Don’t cry for me, Cit Turin

Domenica mattina, su un pullman, nella periferia nordovest di Torino, l’autista e un passeggero parlano delle elezioni. Concludono entrambi che voteranno Appendino: l’autista perché “Fassino ci vuole vendere ai privati, Appendino difende il servizio pubblico”; il passeggero perché “Fassino ha riempito Torino di zingari, gli dà pure da mangiare, mentre a noi italiani non danno niente”.

Questa scenetta, a cui ho assistito personalmente, dimostra davvero che destra e sinistra come categorie e fasce sociali contrapposte non esistono più; sia che tu abbia a cuore una battaglia molto di sinistra per il mantenimento in mani pubbliche delle società partecipate, sia che tu abbia a cuore una battaglia molto di destra contro la presenza crescente degli stranieri e dei rom, comunque voterai Movimento 5 Stelle.

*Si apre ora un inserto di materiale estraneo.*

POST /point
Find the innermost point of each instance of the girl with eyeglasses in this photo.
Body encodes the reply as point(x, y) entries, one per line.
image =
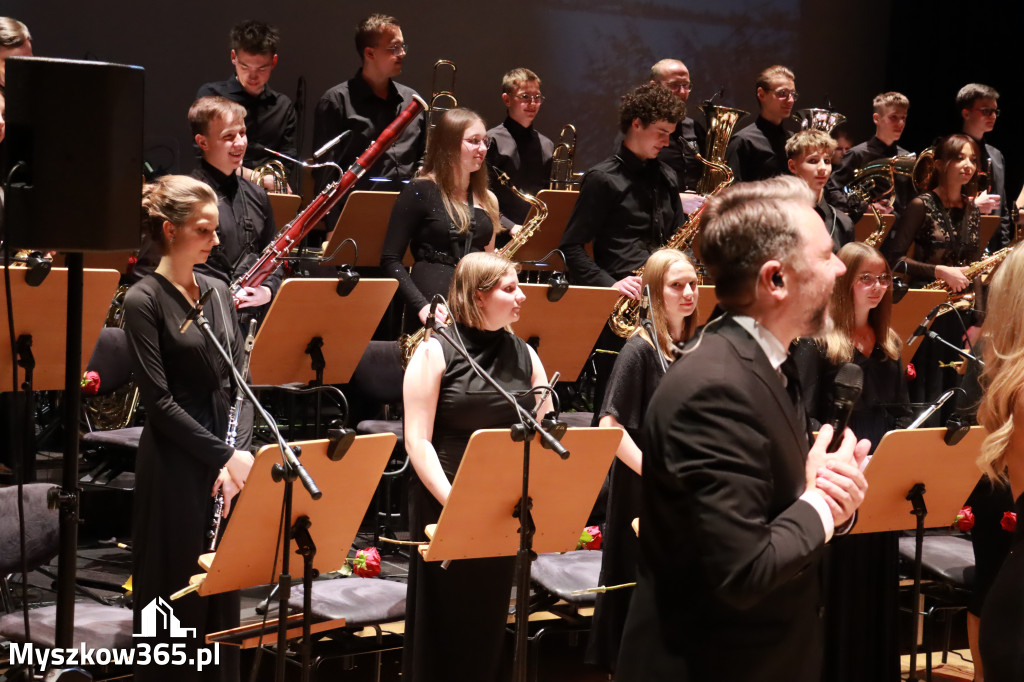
point(443, 214)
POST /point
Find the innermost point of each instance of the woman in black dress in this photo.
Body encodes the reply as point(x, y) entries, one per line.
point(186, 390)
point(456, 616)
point(673, 283)
point(1001, 628)
point(861, 571)
point(441, 215)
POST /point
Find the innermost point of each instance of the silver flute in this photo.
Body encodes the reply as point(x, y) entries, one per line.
point(232, 435)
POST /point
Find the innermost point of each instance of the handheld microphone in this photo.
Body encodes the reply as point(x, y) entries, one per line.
point(923, 327)
point(849, 383)
point(194, 314)
point(327, 147)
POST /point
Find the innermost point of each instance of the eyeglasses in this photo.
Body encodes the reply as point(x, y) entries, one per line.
point(868, 280)
point(529, 99)
point(785, 93)
point(477, 141)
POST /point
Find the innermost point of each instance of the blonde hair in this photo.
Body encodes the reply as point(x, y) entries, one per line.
point(654, 272)
point(838, 343)
point(1004, 374)
point(441, 164)
point(809, 140)
point(478, 271)
point(173, 199)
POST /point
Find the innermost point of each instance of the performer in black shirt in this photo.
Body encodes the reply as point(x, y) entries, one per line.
point(14, 41)
point(366, 104)
point(516, 148)
point(890, 120)
point(758, 152)
point(810, 154)
point(270, 119)
point(629, 203)
point(979, 107)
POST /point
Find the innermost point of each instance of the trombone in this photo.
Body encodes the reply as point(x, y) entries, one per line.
point(440, 99)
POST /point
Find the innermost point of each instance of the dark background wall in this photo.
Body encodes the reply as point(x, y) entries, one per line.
point(587, 51)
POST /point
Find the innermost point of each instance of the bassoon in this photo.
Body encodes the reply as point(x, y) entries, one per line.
point(303, 223)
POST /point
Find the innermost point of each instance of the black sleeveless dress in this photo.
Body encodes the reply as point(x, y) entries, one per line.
point(456, 616)
point(1001, 635)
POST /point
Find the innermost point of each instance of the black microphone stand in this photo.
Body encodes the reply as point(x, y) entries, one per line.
point(288, 470)
point(524, 432)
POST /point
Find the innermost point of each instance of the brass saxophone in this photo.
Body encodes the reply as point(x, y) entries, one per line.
point(409, 342)
point(721, 120)
point(232, 434)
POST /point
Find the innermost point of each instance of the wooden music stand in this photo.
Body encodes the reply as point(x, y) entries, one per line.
point(987, 227)
point(245, 556)
point(867, 224)
point(907, 314)
point(477, 520)
point(904, 458)
point(364, 218)
point(40, 312)
point(549, 235)
point(565, 330)
point(306, 309)
point(285, 206)
point(907, 468)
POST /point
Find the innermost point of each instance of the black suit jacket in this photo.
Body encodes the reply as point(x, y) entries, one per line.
point(728, 585)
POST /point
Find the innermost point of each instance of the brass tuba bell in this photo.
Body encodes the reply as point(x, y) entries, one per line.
point(818, 119)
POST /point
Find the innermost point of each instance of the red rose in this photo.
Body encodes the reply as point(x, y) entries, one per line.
point(1009, 522)
point(90, 383)
point(590, 539)
point(367, 562)
point(965, 519)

Ha votato Appendino il vecchietto ultra-80enne che ha salito con estrema fatica le scale del seggio di corso Svizzera in cui ero rappresentante, si è riposato dieci minuti buoni per riprendere fiato, ha votato e poi ha detto ad alta voce “e speriamo che adesso muoia, sto sindaco comunista!”; e ha votato Appendino la coppia di giovani che ho visto a festeggiare in piazza sotto il Municipio e che, rivolti verso i bei palazzi del centro, gridavano “andate a lavorare, radical chic di merda!”.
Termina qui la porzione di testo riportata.